Building positions “in companies with exposure to powerful long-term themes, like the rise of LNG,” the “Mad Money” host advised investors to do when the market becomes difficult. “I think this will be one of the best stories of the next decade, regardless of what the Fed’s doing right now or [Russian president Vladimir Putin] is doing for that matter.”
Cheniere Energy (LNG)
A pioneer in the LNG sector, Cheniere is “on track to make $8.62 per share this year, [with] that number expected to grow to $16 in 2023,” Cramer said. “Of course, the stock’s had a huge run, up 59% year-to-date, but if you believe Cheniere can hit the estimates, then the stock remains pretty darn cheap, trading at just 10 times next year’s numbers. But some of that’s because this is temporary and the analysts expect the earnings to pull back to around $12 in following years, although it’s still fairly cheap on that number, too.”
Tellurian is “not expected to begin shipping liquefied natural gas until 2026, but they finally started building their first facility in Louisiana earlier this year,” said by Cramer.
“This makes Tellurian inherently speculative, though, and they’ll probably have to do more than one round of fundraising between now and 2026 to keep everything on track,” stated Cramer. He continued, however, that Tellurian’s vision becomes “more realistic” the longer Russia’s invasion of Ukraine goes on and hinders the flow of gas to Europe.
In April, Cramer said he advised his audience to watch for a decline in Tellurian stock. It was trading at roughly $6 per share at the time. At the current share price of $4, Cramer stated that he believes it is a good time to buy. He added that Tellurian’s co-founder and executive chair, Charif Souki, is also a co-founder of Cheniere.
Sempra Energy (SRE)
While Cheniere and Tellurian are more pure-play LNG firms, Sempra Energy is “more of a diversified utility with a liquefied natural gas export kicker,” Cramer said.

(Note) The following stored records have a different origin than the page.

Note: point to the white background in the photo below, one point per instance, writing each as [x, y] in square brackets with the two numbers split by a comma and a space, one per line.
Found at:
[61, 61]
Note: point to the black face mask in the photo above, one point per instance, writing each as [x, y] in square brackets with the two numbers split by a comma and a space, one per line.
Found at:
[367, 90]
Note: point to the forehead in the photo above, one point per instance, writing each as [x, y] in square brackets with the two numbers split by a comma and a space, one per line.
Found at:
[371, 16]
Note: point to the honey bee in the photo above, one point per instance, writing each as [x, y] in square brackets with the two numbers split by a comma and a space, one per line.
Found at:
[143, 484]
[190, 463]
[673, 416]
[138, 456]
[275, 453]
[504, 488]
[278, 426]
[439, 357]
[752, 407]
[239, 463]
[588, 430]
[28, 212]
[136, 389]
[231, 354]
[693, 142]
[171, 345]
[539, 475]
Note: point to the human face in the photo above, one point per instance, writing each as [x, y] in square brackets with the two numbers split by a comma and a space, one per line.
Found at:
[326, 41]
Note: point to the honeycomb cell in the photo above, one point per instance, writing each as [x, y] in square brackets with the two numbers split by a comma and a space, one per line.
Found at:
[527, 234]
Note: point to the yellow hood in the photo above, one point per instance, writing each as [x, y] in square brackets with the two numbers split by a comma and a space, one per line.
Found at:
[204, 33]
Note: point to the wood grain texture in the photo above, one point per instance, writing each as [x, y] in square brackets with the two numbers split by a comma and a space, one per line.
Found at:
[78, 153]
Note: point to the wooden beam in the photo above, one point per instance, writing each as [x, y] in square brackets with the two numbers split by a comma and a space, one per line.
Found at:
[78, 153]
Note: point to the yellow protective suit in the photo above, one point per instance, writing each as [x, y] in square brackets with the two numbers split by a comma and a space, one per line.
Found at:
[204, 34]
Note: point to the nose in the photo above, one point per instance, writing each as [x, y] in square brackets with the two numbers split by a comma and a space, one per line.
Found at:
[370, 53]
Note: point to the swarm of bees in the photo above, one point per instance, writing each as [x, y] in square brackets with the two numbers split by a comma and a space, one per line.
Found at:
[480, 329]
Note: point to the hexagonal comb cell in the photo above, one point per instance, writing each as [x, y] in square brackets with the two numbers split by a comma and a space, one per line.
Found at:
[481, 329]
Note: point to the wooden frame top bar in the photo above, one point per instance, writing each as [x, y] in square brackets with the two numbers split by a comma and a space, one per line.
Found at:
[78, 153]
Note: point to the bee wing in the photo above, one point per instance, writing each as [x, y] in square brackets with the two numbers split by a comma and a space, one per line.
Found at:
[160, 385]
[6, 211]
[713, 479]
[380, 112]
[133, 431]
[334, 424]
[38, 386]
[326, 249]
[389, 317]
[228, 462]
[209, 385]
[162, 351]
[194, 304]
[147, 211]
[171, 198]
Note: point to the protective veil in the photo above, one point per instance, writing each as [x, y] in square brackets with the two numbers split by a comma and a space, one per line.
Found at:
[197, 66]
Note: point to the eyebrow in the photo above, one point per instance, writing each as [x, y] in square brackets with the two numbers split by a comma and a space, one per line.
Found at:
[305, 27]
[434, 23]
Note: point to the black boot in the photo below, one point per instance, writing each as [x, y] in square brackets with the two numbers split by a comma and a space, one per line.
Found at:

“We’ve got Sempra in the bullpen for the Charitable Trust. … We’re just waiting for a pullback to buy this one because they reported a great quarter. This is the right time to own a utility,” stated Cramer.
Excelerate Energy (EE)
The startup Excelerate Energy went public in the middle of April, according to Cramer, who called it “the rare recent IPO I can get behind.” The business “owns a fleet of ships that work as floating LNG import facilities. If you want to start importing this stuff, Excelerate’s the cheapest and fastest way to do it,” Cramer gave an explanation.
“Now, the stock had been on a nice roll, but in recent weeks it’s been clobbered, including a nasty 8% decline just yesterday, possibly because European regulators started talking about imposing price controls on natural gas,” Cramer said. “Still, Excelerate’s started making deals with European countries that desperately need energy. Even before that, they had 223% revenue growth in the second quarter, but now you’re basically getting that quarter for free.”
However, Excelerate is a little more speculative, so Cramer did warn that it would be best for younger investors who can take on more risk.
“While this company’s basically a toll road operator for energy, they’ve also got a number of irons in the fire for liquefied natural gas,” Cramer said. Just over a month ago, Enbridge announced a partnership with Pacific Energy to build an LNG export terminal in British Columbia. Plus, their pipeline network transports a great deal of the gas that goes to other people’s export terminals. The rise of this sub-sector is terrific for their core business. It may take a long time to kick in, but Enbridge is paying you to wait with that 6.3% yield.”